Here’s Why Lumber and Gold Are Reasons for Worry on U.S. StocksDavid Wilson
Commodity markets are signaling that lower prices and bigger swings lie ahead for U.S. stocks, according to Charlie Bilello, research director at Pension Partners LLC.
The attached chart illustrates how Bilello reached his conclusion: by tracking the price relationship between lumber and gold. The chart displays a ratio of futures prices at the Chicago Mercantile Exchange and New York’s Comex, respectively. The Standard & Poor’s 500 Index is also provided for reference.
“When lumber is leading gold, volatility in equities tends to fall going forward,” Bilello wrote in a blog posting three days ago on his New York-based investment firm’s website. “When gold is leading lumber, the opposite is true.”
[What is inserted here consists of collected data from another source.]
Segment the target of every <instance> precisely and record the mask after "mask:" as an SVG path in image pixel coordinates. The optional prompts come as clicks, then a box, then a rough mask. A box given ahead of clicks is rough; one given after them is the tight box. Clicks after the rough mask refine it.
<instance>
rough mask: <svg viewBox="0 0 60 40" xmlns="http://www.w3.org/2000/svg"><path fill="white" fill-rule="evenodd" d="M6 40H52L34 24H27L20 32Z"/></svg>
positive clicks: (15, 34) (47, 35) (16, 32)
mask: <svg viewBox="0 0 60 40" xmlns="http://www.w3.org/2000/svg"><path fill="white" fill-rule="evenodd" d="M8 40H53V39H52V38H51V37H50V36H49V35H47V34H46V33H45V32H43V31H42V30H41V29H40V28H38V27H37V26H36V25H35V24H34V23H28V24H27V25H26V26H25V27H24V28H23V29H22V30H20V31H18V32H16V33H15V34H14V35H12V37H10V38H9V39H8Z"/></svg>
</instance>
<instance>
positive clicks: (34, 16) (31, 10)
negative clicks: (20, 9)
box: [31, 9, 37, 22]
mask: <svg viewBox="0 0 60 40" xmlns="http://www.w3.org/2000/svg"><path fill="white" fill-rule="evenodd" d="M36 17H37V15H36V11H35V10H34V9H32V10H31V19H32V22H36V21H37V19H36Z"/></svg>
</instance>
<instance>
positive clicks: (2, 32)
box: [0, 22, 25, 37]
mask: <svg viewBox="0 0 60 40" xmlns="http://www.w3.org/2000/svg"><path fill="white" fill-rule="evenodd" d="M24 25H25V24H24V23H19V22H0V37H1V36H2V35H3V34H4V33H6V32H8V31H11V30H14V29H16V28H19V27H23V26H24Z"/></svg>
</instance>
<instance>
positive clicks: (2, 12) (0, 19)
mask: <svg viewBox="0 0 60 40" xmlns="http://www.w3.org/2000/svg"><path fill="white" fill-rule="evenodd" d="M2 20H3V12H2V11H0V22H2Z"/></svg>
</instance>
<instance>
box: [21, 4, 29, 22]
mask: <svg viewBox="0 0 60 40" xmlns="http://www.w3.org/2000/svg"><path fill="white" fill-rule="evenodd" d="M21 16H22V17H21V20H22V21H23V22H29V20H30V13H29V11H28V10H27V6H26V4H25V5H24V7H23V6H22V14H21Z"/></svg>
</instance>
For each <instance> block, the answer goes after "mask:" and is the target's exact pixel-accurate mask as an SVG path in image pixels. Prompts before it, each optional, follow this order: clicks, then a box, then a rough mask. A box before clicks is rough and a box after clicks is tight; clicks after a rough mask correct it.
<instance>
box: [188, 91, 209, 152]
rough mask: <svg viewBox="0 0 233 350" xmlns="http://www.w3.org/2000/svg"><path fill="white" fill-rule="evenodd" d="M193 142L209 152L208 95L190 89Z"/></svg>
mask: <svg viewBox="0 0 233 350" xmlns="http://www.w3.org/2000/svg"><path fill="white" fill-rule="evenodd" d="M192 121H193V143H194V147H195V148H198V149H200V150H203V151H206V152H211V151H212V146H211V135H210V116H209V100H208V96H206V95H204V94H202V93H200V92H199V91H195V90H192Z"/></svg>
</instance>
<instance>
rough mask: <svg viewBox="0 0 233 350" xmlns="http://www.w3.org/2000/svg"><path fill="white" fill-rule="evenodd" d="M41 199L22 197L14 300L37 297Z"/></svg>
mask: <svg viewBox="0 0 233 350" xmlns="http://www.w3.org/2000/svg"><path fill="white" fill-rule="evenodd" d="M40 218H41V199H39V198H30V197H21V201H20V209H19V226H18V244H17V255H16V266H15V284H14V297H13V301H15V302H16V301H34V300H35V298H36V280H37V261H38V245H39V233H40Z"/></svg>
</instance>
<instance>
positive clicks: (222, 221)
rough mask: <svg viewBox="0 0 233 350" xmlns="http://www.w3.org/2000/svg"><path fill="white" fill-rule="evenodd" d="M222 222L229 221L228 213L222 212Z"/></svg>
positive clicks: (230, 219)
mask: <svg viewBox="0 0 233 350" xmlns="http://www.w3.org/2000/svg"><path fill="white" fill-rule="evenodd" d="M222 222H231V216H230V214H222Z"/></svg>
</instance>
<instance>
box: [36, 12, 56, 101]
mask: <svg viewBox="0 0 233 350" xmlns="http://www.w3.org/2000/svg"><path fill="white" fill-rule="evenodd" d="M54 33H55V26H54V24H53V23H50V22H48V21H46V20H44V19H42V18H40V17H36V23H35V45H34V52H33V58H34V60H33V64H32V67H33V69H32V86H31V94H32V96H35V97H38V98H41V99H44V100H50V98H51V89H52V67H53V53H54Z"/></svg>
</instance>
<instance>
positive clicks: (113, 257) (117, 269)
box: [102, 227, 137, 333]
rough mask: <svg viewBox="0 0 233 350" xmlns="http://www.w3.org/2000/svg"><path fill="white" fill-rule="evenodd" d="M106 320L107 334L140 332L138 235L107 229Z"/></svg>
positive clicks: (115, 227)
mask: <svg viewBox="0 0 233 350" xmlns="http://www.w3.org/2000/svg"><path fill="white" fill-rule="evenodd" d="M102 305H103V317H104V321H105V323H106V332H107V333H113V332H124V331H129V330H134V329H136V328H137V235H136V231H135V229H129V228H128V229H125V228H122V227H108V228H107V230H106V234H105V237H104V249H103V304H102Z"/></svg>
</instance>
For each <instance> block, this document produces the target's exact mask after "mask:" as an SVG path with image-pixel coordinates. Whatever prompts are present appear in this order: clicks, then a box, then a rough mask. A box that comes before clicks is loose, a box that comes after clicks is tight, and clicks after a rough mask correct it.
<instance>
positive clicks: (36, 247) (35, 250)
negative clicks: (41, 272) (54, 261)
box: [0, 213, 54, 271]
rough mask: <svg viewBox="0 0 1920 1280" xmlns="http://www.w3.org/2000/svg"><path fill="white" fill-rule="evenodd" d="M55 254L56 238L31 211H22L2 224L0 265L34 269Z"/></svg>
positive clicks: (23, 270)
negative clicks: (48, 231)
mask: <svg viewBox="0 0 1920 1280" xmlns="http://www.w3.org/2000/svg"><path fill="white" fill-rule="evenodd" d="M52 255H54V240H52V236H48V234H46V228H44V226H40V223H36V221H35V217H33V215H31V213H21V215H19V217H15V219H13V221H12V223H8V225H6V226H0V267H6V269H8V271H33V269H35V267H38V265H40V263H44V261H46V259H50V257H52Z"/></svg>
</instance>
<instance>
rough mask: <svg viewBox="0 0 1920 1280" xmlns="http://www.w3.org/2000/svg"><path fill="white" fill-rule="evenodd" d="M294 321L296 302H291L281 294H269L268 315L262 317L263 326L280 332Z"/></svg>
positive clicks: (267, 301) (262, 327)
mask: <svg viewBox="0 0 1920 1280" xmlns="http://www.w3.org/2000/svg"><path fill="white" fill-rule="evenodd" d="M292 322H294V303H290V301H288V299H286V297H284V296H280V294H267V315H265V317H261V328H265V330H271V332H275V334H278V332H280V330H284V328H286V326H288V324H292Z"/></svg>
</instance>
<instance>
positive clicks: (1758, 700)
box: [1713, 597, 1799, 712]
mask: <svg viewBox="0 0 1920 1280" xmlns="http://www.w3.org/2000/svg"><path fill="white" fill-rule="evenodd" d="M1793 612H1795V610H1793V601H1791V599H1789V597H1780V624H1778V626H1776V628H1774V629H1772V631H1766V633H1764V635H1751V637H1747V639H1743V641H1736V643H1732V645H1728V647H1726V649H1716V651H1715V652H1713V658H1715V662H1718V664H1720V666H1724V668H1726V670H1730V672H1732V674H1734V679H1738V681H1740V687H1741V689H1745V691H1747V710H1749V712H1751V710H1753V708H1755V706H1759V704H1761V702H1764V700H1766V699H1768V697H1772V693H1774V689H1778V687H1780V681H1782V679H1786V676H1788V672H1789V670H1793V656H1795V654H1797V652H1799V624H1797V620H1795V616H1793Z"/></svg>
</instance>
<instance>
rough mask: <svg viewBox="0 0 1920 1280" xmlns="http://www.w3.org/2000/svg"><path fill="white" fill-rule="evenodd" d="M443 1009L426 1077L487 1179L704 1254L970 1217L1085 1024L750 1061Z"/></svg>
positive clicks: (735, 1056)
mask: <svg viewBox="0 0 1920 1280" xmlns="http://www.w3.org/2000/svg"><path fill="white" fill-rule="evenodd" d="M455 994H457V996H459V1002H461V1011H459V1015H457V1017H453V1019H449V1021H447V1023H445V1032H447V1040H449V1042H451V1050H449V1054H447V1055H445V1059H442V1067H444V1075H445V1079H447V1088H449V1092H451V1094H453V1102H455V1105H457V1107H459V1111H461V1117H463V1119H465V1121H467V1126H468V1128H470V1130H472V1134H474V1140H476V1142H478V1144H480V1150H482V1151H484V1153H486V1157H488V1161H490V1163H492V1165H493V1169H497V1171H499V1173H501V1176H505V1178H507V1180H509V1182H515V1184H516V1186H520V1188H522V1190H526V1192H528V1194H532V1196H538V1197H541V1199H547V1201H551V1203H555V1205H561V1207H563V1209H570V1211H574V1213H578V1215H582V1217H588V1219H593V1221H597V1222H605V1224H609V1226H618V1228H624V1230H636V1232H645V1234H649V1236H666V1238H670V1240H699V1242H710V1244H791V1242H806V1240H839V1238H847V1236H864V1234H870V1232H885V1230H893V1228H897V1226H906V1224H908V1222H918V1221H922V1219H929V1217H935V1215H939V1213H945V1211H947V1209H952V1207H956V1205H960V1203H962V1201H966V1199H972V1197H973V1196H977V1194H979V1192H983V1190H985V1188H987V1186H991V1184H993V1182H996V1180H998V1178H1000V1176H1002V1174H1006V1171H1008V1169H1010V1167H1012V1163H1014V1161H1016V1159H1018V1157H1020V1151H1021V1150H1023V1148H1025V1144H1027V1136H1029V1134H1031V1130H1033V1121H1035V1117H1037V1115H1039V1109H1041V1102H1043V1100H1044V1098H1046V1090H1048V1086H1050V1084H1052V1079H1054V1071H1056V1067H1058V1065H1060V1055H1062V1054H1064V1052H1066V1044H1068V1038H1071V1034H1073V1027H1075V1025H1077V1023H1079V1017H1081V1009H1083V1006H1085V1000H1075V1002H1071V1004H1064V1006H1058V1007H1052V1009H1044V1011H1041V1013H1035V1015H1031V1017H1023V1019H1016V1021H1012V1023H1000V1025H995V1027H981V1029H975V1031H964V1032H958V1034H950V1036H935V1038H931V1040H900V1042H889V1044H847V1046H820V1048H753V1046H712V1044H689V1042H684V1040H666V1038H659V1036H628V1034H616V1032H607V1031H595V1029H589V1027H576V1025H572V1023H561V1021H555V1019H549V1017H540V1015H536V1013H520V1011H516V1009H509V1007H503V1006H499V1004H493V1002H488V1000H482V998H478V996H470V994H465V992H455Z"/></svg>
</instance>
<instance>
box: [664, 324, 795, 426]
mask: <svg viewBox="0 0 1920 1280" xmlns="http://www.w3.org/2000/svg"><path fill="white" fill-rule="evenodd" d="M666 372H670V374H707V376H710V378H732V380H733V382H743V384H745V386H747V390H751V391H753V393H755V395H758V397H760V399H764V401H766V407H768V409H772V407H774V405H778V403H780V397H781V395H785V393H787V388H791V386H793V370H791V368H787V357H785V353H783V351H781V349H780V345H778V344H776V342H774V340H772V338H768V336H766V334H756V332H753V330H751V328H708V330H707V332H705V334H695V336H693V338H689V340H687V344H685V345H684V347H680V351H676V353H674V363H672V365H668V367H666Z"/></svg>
This year, the ratio has fallen as much as 27 percent as lumber futures have tumbled, reflecting a drop in U.S. housing starts. Gold, which many investors see as a haven in periods of economic and political turmoil, was little changed for the year as of yesterday.
While the S&P 500 gained 2.4 percent for the year through yesterday, the lumber-gold indicator shows investors need to be more defensive, Bilello wrote. “At the very least, if history is any guide, we should be prepared for higher volatility ahead,” he added.
The ratio is the subject of a paper by Bilello and Michael A. Gayed, chief investment strategist at Pension Partners, that won an award from the National Association of Active Investment Managers. The paper covers the use of the indicator to switch between stocks and Treasury securities, and will be published next month. An abstract is now available.